26.7.15

A.I.V. - Presa a terra

Dopo averne viste e sentite, lette e soprattutto sperimentate tante, sono giunto all'irrevocabile decisione di ritener degno di qualcosa di più d'una sprezzante alzata di spalle solo chi, tra la sempre nutrita genia dei sedicenti maestri, operatori e quant'altro, riesca a dimostrare un minimo di maturità nella propria consapevolezza fisica.

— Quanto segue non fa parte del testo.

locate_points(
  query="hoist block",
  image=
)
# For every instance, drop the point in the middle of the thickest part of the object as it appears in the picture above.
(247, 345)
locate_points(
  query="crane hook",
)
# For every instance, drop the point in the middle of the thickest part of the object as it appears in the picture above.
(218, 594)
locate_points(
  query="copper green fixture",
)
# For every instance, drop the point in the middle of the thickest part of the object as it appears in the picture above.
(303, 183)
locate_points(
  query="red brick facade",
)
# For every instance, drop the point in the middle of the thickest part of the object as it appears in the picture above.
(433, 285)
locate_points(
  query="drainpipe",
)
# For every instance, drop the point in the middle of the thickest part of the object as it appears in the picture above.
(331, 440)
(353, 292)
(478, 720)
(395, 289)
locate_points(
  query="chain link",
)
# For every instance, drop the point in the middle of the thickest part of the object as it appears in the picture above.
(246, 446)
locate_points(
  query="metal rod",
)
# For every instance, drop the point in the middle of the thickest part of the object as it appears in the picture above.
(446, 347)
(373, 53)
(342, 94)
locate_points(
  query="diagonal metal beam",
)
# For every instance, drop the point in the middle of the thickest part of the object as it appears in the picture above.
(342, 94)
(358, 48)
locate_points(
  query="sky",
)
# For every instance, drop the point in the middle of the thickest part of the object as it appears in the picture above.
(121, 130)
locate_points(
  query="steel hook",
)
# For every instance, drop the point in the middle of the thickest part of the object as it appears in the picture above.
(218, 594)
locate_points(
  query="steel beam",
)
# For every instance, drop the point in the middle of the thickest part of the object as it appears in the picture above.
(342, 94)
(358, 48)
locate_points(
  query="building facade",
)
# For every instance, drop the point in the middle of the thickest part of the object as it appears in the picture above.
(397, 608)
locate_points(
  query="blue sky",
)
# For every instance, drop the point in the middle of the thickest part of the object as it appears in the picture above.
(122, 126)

Sia ben chiaro, non è certo mia intenzione pretendere competenze tecniche eccelse, o livelli di propriocezione strabilianti, mi basta poter notare con sufficiente certezza la presenza di una qualche forma di “presa a terra”, che possa dare un valore reale alle sempre (teoricamente) valide chiacchiere messe in circolazione.

Per quanto sia ovvio che non a tutte le persone, per colpa di svariati fattori, come l'età o le ferite che inevitabilmente si è costretti a portarsi dietro, è dato di poter dimostrare facilmente quanto da me richiesto, è come minimo impensabile che chi si riempie la bocca di tanti bei discorsetti sia assolutamente sganciato dal proprio corpo.

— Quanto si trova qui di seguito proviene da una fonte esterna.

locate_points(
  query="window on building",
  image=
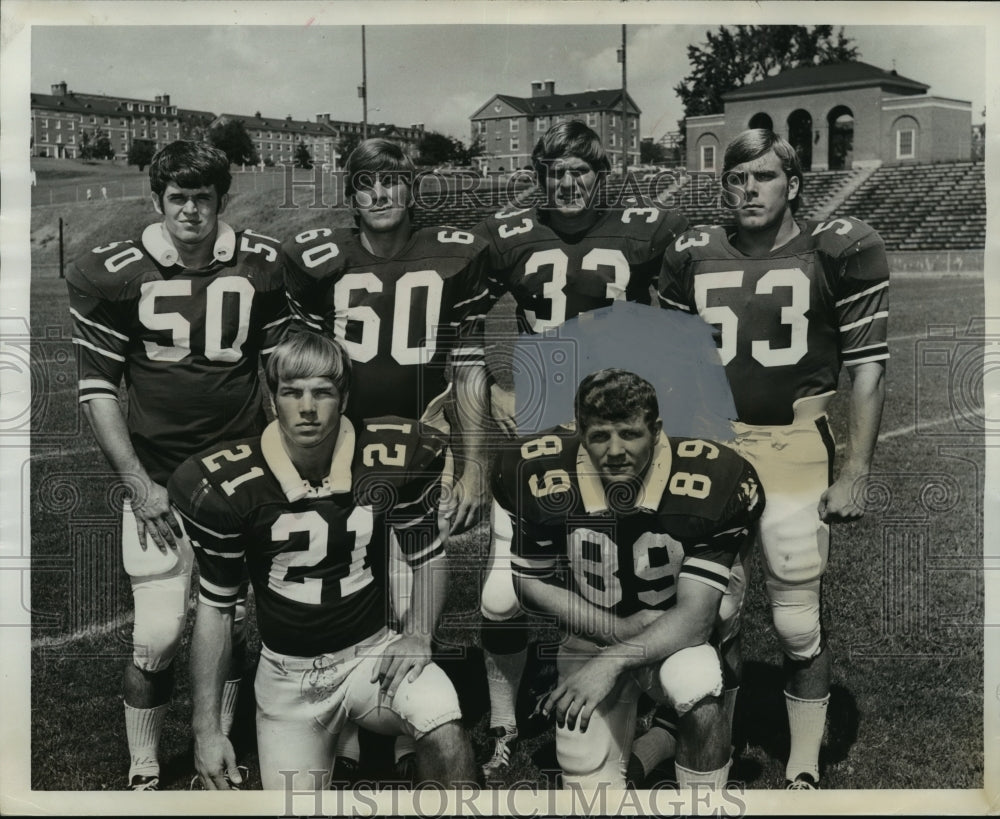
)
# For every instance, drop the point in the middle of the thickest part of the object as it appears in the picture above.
(906, 144)
(708, 157)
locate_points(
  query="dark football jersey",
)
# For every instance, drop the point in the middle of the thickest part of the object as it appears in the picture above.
(787, 321)
(187, 342)
(316, 556)
(402, 319)
(625, 547)
(554, 277)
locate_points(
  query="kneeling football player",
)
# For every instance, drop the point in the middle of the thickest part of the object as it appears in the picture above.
(309, 507)
(626, 538)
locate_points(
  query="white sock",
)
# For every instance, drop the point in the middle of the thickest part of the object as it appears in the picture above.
(653, 747)
(143, 727)
(712, 781)
(503, 676)
(348, 744)
(806, 720)
(230, 693)
(405, 744)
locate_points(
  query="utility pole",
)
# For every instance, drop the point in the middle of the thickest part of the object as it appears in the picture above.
(363, 88)
(622, 58)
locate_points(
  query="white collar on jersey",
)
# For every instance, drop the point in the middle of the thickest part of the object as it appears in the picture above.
(157, 241)
(292, 483)
(653, 485)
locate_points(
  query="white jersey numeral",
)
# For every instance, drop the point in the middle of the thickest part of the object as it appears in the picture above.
(367, 347)
(593, 559)
(305, 589)
(792, 314)
(555, 288)
(241, 293)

E' impensabile dal momento che, com'è noto, il corpo conserva la memoria del dolore patito e manifesta il livello e la qualità dell'energia, anche spirituale, e di conseguenza un'insufficiente consapevolezza di questi meccanismi non può non smascherare brutalmente anche il conferenziere più scaltrito, perché dimostra la sua incapacità di applicare nel concreto le implicazioni di ciò di cui va cianciando.


Come si può aver la faccia tosta di predicare alla gente come fare per “guarire se stessi”, “eliminare la “negatività” o “purificare l'aura” (qualunque cosa venga intesa per “aura”) quando addirittura il proprio modo di camminare è un gesto di rifiuto del mondo, in particolare della Terra?